Hello–How Are You?

An obligatory greeting, we’ve said thousands of times. When someone truthfully answers, it’s an awkward moment. Because, “nobody’s got time for that.”

There’s not much we really know about those outside our close circle of friends. Relatives pass away and are eulogized with a few pretty words. Did their cries for help go unanswered? Perceived as eternal blackness, for which there was no way out?  Some refuse help, even when it’s available.

My brother-in-law passed away suddenly yesterday. He was a quiet, sensitive man. No one will ever know what went through his mind in the months before his death. Two years previous, he survived another near-fatal health crises.

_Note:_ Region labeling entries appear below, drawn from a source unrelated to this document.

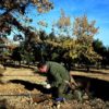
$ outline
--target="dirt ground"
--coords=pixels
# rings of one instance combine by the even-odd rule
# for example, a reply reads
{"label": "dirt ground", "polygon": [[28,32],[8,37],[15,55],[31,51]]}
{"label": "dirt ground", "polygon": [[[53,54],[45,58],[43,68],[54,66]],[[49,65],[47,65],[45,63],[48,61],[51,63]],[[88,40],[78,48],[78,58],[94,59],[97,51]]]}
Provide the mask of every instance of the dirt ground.
{"label": "dirt ground", "polygon": [[34,102],[32,94],[43,94],[38,85],[45,81],[45,76],[35,74],[31,69],[7,68],[0,73],[0,109],[109,109],[109,101],[99,98],[69,100],[58,107],[51,99]]}

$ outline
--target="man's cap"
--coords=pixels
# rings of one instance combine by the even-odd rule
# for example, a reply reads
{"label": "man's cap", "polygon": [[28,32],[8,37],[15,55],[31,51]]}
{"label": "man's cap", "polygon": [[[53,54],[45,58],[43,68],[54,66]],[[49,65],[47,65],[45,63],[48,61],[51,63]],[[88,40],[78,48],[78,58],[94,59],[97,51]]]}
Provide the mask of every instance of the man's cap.
{"label": "man's cap", "polygon": [[45,65],[46,64],[46,61],[40,61],[38,64],[37,64],[37,68],[41,68],[43,65]]}

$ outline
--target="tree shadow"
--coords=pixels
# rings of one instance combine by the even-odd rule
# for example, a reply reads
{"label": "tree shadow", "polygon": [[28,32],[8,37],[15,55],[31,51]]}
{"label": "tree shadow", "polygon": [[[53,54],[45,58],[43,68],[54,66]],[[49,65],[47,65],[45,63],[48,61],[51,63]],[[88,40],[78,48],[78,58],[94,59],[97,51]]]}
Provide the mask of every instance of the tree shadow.
{"label": "tree shadow", "polygon": [[43,85],[39,85],[39,84],[36,84],[36,83],[34,84],[34,83],[31,83],[28,81],[22,81],[22,80],[11,80],[9,82],[15,83],[15,84],[22,84],[28,90],[33,90],[34,88],[36,88],[44,94],[50,94],[50,89],[46,89],[46,88],[43,87]]}

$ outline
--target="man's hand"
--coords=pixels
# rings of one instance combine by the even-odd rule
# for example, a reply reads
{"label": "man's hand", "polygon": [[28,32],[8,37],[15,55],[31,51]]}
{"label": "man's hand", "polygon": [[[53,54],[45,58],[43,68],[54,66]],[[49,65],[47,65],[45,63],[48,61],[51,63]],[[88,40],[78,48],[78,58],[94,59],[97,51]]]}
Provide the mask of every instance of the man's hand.
{"label": "man's hand", "polygon": [[51,88],[50,84],[48,84],[47,82],[41,83],[41,85],[47,89]]}
{"label": "man's hand", "polygon": [[51,88],[50,84],[47,84],[44,87],[47,88],[47,89]]}

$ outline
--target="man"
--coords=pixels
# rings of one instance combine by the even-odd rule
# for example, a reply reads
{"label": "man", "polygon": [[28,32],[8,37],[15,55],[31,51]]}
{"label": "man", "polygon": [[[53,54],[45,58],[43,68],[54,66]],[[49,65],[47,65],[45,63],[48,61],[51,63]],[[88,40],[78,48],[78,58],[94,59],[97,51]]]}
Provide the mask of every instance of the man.
{"label": "man", "polygon": [[66,69],[57,62],[40,62],[38,64],[40,73],[47,73],[47,88],[51,87],[51,94],[53,98],[72,99],[72,93],[70,92],[69,82],[71,81],[70,74]]}

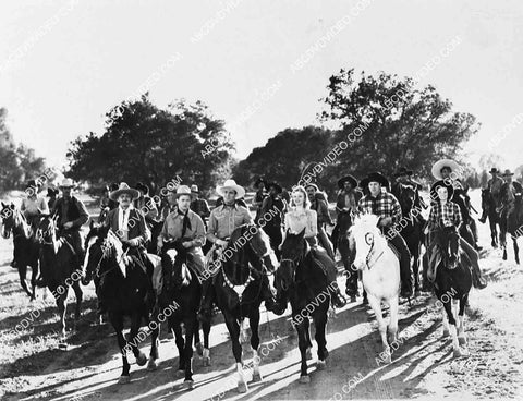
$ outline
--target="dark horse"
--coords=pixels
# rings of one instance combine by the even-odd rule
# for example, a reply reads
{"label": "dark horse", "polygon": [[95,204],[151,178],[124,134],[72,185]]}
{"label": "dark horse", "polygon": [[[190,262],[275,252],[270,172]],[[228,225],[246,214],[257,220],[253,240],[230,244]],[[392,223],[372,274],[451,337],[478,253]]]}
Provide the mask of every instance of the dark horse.
{"label": "dark horse", "polygon": [[[5,205],[2,202],[2,236],[7,240],[13,233],[14,262],[19,270],[20,284],[29,295],[31,301],[35,299],[36,277],[38,276],[38,253],[39,244],[31,233],[29,224],[25,221],[22,212],[13,205]],[[27,266],[31,266],[31,291],[27,289],[25,277]]]}
{"label": "dark horse", "polygon": [[[302,354],[300,382],[309,382],[307,373],[307,351],[312,347],[309,320],[312,317],[316,327],[318,343],[318,369],[325,368],[325,360],[329,355],[325,329],[327,312],[330,303],[329,282],[321,268],[316,266],[311,247],[300,234],[287,233],[281,248],[281,264],[277,271],[277,283],[281,299],[289,300],[292,307],[292,325],[299,337],[299,348]],[[309,309],[313,309],[312,312]]]}
{"label": "dark horse", "polygon": [[507,234],[512,238],[515,263],[520,264],[520,247],[518,238],[523,236],[523,202],[522,194],[515,195],[514,206],[500,218],[500,243],[503,248],[503,260],[507,260]]}
{"label": "dark horse", "polygon": [[[185,240],[183,240],[185,241]],[[182,246],[183,241],[166,243],[162,248],[161,266],[163,284],[158,296],[159,311],[155,313],[155,320],[162,321],[161,314],[167,316],[169,329],[174,335],[179,353],[179,372],[185,375],[183,382],[187,389],[193,388],[193,337],[198,330],[196,320],[199,301],[202,299],[202,284],[195,272],[187,265],[191,263],[187,250]],[[172,312],[167,314],[168,309]],[[163,311],[163,312],[162,312]],[[163,319],[165,320],[165,319]],[[182,326],[185,329],[183,336]],[[159,330],[158,330],[159,331]],[[158,331],[153,333],[156,342]],[[208,353],[210,325],[204,325],[204,336]],[[208,356],[207,356],[208,357]],[[210,360],[204,359],[204,365]],[[154,360],[149,361],[149,367],[156,366]]]}
{"label": "dark horse", "polygon": [[[243,241],[239,241],[243,238]],[[244,245],[240,245],[244,242]],[[260,381],[259,305],[263,280],[267,270],[275,270],[276,256],[270,240],[254,224],[243,224],[231,234],[229,245],[220,258],[221,267],[216,276],[216,304],[221,309],[231,337],[232,353],[236,361],[239,376],[238,391],[246,392],[247,382],[243,373],[240,323],[248,317],[251,324],[251,347],[253,351],[253,381]],[[264,260],[265,263],[263,263]]]}
{"label": "dark horse", "polygon": [[[463,262],[458,264],[454,269],[449,269],[449,257],[447,250],[441,246],[442,240],[440,235],[445,235],[441,231],[433,231],[431,236],[435,235],[435,241],[429,246],[429,267],[428,279],[434,282],[434,290],[438,300],[443,304],[443,335],[449,333],[452,337],[452,349],[454,356],[462,356],[463,351],[460,345],[466,343],[466,337],[464,331],[464,312],[465,305],[469,300],[469,292],[472,287],[472,274],[467,266],[464,266]],[[461,250],[460,250],[461,252]],[[465,258],[463,252],[462,260]],[[453,302],[459,301],[459,325],[455,321],[455,308]],[[452,311],[454,309],[454,311]]]}
{"label": "dark horse", "polygon": [[[490,238],[492,247],[498,247],[498,230],[496,226],[500,226],[499,212],[496,210],[496,202],[489,189],[482,190],[482,208],[483,216],[487,216],[490,224]],[[485,220],[479,219],[485,222]]]}
{"label": "dark horse", "polygon": [[422,210],[414,207],[417,200],[417,192],[412,185],[399,185],[398,200],[401,205],[403,219],[400,223],[400,234],[405,240],[406,246],[411,252],[412,271],[414,274],[415,295],[419,295],[419,254],[422,253],[422,243],[424,241],[421,216]]}
{"label": "dark horse", "polygon": [[73,250],[68,238],[57,238],[57,217],[45,216],[38,229],[36,238],[40,242],[40,270],[47,288],[51,291],[58,305],[62,337],[65,337],[65,313],[68,308],[69,287],[73,288],[76,296],[74,309],[74,328],[80,319],[82,307],[82,266],[78,255]]}
{"label": "dark horse", "polygon": [[[138,366],[147,363],[147,357],[139,351],[137,343],[139,327],[143,323],[149,325],[155,336],[158,325],[149,324],[149,309],[146,305],[147,276],[144,269],[135,262],[130,260],[123,251],[118,236],[109,231],[109,227],[95,227],[90,224],[86,242],[86,262],[84,285],[87,285],[93,276],[99,280],[99,291],[105,294],[105,304],[109,321],[117,332],[118,345],[122,353],[122,375],[119,384],[130,381],[130,364],[127,351],[132,351]],[[129,340],[123,337],[123,318],[131,319]],[[145,337],[145,336],[143,336]],[[150,348],[150,360],[158,359],[158,333],[154,337]]]}

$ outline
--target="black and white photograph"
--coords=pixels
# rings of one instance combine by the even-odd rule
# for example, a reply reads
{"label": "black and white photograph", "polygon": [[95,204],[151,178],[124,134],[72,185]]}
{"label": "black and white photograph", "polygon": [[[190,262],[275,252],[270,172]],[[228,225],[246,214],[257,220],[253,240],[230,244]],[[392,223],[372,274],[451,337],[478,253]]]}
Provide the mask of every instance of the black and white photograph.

He bounced back, seemed to be on the mend. This summer and fall, signs were there–his personal demons were back. Emotions are still raw, but there is peace, because my friend’s soul is free.

The Verdict

Maggie has a cancerous mass in front of her heart. It hasn’t metastasized at this point. However, it has invaded the sinus cavities of her heart.  Her prognosis isn’t good beyond a few months.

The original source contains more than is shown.